Людям сэра Гийома следовало бы отступить, но они увязли в схватке. Захваченные возбуждением и ужасом ближнего боя, они парировали удары своими щитами, стараясь найти щели во вражеских доспехах. Ги, не обращая на фланговый бой внимания, прикрываясь павезой, прорвался в проем баррикады и атаковал лестницу. Пятеро бойцов шли с ним, остальные обрушились на немногочисленных людей сэра Гийома, оказавшихся теперь в явном меньшинстве. Все внимание лучников было приковано к шестерым противникам, поднимавшимся по ступенькам, однако тяжелые щиты надежно укрывали наступавших от стрел. А потом стрелы полетели в самих лучников: никем в суматохе не замеченные арбалетчики появились из проема ворот и дружно разрядили свое оружие. Трое англичан полегли мгновенно, а в руках одного оказался сломанный, перебитый арбалетной стрелой лук.

— С нами Бог! — выкрикнул в очередной раз Ги и, отбросив павезу, устремился вверх.

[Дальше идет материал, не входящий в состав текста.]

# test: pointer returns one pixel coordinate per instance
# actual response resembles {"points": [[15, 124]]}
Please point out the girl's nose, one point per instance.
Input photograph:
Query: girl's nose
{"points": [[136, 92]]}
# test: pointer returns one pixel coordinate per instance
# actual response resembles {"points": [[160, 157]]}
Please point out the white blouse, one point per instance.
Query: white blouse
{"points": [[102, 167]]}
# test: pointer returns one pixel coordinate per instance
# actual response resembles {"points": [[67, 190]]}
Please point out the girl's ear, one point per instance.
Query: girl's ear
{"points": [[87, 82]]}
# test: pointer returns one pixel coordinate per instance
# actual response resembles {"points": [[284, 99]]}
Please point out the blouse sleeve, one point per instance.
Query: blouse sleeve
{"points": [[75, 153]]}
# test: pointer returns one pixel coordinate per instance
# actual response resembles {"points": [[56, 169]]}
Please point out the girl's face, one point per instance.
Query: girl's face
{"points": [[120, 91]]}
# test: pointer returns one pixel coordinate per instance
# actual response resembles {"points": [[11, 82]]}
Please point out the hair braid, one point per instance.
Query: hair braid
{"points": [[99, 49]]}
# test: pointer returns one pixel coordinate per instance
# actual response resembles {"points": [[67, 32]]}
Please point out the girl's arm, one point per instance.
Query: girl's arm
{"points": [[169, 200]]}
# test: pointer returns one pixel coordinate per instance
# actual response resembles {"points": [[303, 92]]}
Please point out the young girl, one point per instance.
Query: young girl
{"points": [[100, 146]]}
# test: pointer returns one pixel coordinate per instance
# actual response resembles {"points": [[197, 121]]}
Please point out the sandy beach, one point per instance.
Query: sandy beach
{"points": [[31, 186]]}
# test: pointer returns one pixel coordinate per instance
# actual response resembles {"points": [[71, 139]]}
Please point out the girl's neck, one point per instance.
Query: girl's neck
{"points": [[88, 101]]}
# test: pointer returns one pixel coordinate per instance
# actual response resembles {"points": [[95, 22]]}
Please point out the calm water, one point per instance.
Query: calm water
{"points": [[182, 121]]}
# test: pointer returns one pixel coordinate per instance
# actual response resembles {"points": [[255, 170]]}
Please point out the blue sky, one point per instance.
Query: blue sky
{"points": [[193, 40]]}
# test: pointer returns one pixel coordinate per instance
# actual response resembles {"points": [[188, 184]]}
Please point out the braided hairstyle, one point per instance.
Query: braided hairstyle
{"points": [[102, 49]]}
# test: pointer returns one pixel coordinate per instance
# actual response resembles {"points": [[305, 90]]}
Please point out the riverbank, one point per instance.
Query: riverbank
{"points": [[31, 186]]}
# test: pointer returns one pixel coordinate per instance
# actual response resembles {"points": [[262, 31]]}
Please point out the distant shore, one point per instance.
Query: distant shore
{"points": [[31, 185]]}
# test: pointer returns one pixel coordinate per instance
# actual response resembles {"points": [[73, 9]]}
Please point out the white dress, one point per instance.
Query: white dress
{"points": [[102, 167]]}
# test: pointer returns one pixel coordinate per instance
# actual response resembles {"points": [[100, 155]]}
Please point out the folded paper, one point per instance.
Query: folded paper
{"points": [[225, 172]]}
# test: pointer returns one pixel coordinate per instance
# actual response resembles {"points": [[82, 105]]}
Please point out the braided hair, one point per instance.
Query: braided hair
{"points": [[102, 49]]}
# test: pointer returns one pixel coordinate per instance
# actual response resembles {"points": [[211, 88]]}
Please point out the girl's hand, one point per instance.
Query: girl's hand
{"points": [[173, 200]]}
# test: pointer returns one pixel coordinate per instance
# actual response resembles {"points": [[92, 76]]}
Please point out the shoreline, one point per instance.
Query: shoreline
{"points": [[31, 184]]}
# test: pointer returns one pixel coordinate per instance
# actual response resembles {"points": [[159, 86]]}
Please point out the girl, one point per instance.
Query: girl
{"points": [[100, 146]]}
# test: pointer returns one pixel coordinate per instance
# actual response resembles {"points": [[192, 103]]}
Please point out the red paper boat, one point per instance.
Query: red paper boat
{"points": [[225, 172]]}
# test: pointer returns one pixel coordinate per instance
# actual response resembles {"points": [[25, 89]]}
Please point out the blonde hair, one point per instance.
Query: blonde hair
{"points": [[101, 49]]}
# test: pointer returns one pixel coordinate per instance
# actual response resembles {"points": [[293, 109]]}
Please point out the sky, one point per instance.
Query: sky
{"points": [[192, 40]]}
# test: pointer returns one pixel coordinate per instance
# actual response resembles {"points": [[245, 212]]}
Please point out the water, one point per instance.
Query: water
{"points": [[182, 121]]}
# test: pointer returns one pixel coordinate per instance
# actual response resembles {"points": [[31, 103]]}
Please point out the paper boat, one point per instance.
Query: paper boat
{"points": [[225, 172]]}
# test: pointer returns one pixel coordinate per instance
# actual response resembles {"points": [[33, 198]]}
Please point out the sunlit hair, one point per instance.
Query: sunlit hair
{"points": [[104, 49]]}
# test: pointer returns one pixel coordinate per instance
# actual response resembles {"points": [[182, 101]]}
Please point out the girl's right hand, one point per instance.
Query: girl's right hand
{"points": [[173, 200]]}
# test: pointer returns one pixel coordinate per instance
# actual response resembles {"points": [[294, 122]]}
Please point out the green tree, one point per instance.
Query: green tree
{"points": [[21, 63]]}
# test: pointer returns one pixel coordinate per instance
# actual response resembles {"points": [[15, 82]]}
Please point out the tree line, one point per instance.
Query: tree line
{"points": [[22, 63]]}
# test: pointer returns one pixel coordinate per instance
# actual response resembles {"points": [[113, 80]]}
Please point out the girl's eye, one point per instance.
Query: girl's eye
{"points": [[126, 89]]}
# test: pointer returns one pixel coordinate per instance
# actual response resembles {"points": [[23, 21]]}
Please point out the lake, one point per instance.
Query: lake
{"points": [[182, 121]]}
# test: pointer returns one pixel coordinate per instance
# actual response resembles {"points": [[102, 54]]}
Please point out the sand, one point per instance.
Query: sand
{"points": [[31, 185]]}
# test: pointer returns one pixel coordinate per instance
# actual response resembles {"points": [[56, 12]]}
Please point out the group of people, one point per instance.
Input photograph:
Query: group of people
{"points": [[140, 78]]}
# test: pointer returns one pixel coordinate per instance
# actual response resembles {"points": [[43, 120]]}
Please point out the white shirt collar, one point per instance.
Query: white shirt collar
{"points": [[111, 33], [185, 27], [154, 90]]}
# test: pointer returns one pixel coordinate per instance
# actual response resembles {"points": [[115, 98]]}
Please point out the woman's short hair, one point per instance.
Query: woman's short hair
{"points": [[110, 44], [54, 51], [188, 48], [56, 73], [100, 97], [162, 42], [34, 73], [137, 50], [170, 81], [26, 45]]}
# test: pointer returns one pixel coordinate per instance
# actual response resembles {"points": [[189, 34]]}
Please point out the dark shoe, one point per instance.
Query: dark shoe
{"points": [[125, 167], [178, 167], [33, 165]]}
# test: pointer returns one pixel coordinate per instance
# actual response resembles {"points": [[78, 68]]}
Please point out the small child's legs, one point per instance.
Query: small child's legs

— Назад! — крикнул Томас. — Назад!

Внутри, на винтовой лестнице, на случай прорыва врага дожидались трое ратников, но сперва нужно было пропустить в башню новых лучников. Ускользнуть удалось не всем. Одного Ги подсек мечом по ногам, а когда тот упал, вонзил свой длинный клинок ему в пах. Воин завопил, кровь каскадом полилась вниз по ступенькам. Томас сделал выпад луком в грудь Ги, заставив его отпрянуть, но тут Сэм схватил Томаса и затащил в дверной проем. Они устремились по изгибавшейся направо лестнице, пока не поравнялись с тремя дожидавшимися выше ратниками.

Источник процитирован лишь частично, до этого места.